Hi Johnny,
I just gave that a try but it didn't help as I suspected.
I still believe the problem is in mysql not being able to handle set
subtractions. Therefore, it has to perform the work harder to return the
rows that represent a "no match" with NULL values in place so they can then
be filtered by the WHERE clause.
This type of query seems to be a corner case in mysql one should be aware
about when working with large datasets.
Cheers,
Leonardo Borges
www.leonardoborges.com
On Fri, Jul 8, 2011 at 11:18 PM, Johnny Withers <johnny@stripped>wrote:
> Leonardo,
>
> I think a new compound key on email_id and activity in the activities table
> may help.
>
> I'm not sure if this will help or not, Its hard to test w/o having a large
> data set to test against.
>
>
> On Thu, Jul 7, 2011 at 9:07 PM, Leonardo Borges <
> leonardoborges.rj@stripped> wrote:
>
>> Sure can:
>>
>> show create table activities;
>>
>> CREATE TABLE `activities` (
>> `id` int(11) NOT NULL AUTO_INCREMENT,
>> `user_id` int(11) DEFAULT NULL,
>> `email` varchar(100) DEFAULT NULL,
>> `country_iso` varchar(2) DEFAULT NULL,
>> `tags` varchar(255) DEFAULT NULL,
>> `postcode` int(11) DEFAULT NULL,
>> `activity` varchar(100) DEFAULT NULL,
>> `page_id` int(11) DEFAULT NULL,
>> `donation_frequency` varchar(100) DEFAULT NULL,
>> `email_id` int(11) DEFAULT NULL,
>> `created_at` timestamp NOT NULL DEFAULT CURRENT_TIMESTAMP ON UPDATE
>> CURRENT_TIMESTAMP,
>> PRIMARY KEY (`id`),
>> KEY `user_idx` (`user_id`),
>> KEY `email_idx` (`email_id`),
>> KEY `activity_idx` (`activity`)
>> ) ENGINE=MyISAM AUTO_INCREMENT=11331976 DEFAULT CHARSET=latin1
>>
>>
>> And the explain:
>>
>>
>>
> +----+-------------+-------+-------+---------------------------------+----------+---------+------------+--------+-------------+
>> | id | select_type | table | type | possible_keys | key
>> | key_len | ref | rows | Extra |
>>
>>
> +----+-------------+-------+-------+---------------------------------+----------+---------+------------+--------+-------------+
>> | 1 | SIMPLE | u | index | NULL |
>> id_idx | 5 | NULL | 972064 | Using index |
>> | 1 | SIMPLE | a | ref | user_idx,email_idx,activity_idx |
>> user_idx | 5 | getup.u.id | 20 | Using where |
>>
>>
> +----+-------------+-------+-------+---------------------------------+----------+---------+------------+--------+-------------+
>>
>>
>> Cheers,
>> Leonardo Borges
>> www.leonardoborges.com
>>
>>
>> On Fri, Jul 8, 2011 at 11:58 AM, Johnny Withers
> <johnny@stripped>wrote:
>>
>>> Can you post show create table for activity and explain output of the
>>> problem query?
>>>
>>> On Jul 7, 2011 8:51 PM, "Leonardo Borges"
> <leonardoborges.rj@stripped>
>>> wrote:
>>>
>>> Hello everyone,
>>>
>>> I have an increasingly popular web application running on top of mysql
>>> and
>>> due to its popularity, I'm running into performance issues.

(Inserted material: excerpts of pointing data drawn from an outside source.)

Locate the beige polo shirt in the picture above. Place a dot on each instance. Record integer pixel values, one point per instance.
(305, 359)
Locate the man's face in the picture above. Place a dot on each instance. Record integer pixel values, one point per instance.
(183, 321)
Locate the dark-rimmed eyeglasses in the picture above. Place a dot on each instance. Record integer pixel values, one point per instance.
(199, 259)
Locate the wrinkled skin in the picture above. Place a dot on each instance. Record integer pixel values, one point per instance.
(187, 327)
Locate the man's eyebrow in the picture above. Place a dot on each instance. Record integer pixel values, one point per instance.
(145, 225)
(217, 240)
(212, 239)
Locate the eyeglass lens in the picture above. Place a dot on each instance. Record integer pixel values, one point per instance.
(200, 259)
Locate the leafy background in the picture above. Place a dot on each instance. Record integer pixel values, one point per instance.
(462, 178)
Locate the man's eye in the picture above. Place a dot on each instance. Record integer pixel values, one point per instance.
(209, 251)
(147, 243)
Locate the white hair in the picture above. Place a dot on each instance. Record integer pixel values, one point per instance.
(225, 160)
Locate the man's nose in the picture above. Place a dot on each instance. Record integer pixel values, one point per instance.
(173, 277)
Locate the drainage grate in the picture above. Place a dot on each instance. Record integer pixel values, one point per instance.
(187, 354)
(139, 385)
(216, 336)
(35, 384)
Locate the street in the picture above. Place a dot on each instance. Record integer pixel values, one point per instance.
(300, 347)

After
>>> carefully
>>> examining database indexes and tuning queries I was able to pin down the
>>> slowest part of the system.
>>>
>>> The app's got a user segmentation tool that allows you to filter users
>>> based
>>> on a range of criteria from which the slowest is: "Select all users that
>>> did
>>> not receive the email of id 100"
>>>
>>> To answer this question we turn to the activities table, which is
>>> basically
>>> a denormalized log of actions taken by the user in this format:
>>> user_id | activity | email_id | ...
>>> 10 | email_sent | 100 | ...
>>> 10 | subscribed | NULL | ...
>>> 10 | email_open | 100 | ...
>>>
>>>
>>> Given this table and the question above, the usual way of finding out all
>>> users who did not receive this email is through the use of a left outer
>>> join, such as:
>>>
>>> select u.id
>>> from users u
>>> left outer join activities a
>>> on u.id = a.user_id
>>> and a.activity = 'email_sent'
>>> and a.email_id = 100
>>> where a.user_id is null
>>>
>>> That's all fine for medium-ish tables. However our current activities
>>> table
>>> has over 13 million rows, slowing the hell out of this left outer join,
>>> taking about 52 seconds in my machine.
>>>
>>> What this query is trying to do is to get the relative complement of set
>>> A(users) to B(activities). As far as I know mysql doesn't support set
>>> subtraction, thus the reason for these queries being slow.
>>>
>>> Based on that I've setup a test database on Postgresql, which supports
>>> this
>>> very set operation and rewrote the query to look like this:
>>>
>>> select u.id
>>> from users u
>>> except
>>> select a.user_id
>>> from activities a
>>> where a.activity = 'email_sent'
>>> and a.email_id = 100;
>>>
>>> The fact that postgresql knows how to subtract sets brought this query
>>> down
>>> to only 4 seconds.
>>>
>>> My question then is: since this is a somewhat common query in our system,
>>> are there any workarounds I could use in mysql to improve things?
>>>
>>> I did find one myself, but it's a bit convoluted and might not perform
>>> well
>>> under load, but the following sql script gives me similar performance in
>>> mysql:
>>>
>>> create temporary table email_sent_100
>>> select a.user_id
>>> from user_activity_events a
>>> where a.activity = 'email_sent'
>>>
>>>
>>> and a.email_id = 100;
>>>
>>> create index user_id_idx on email_sent_100(user_id); //this could
>>> potentially bring the runtime down in the case of a larg temp table.
>>>
>>> select count(u.id)
>>> from users u
>>> left outer join email_sent_100 s
>>> on u.id = s.user_id
>>> and s.user_id is null;
>>>
>>> A lot more lines and a lot more complex, but does the job in this
>>> example.
>>>
>>> I'd appreciate your thoughts.
>>>
>>> Cheers,
>>> Leonardo Borges
>>> www.leonardoborges.com
>>>
>>>
>>
>
>
> --
> -----------------------------
> Johnny Withers
> 601.209.4985
> johnny@stripped
>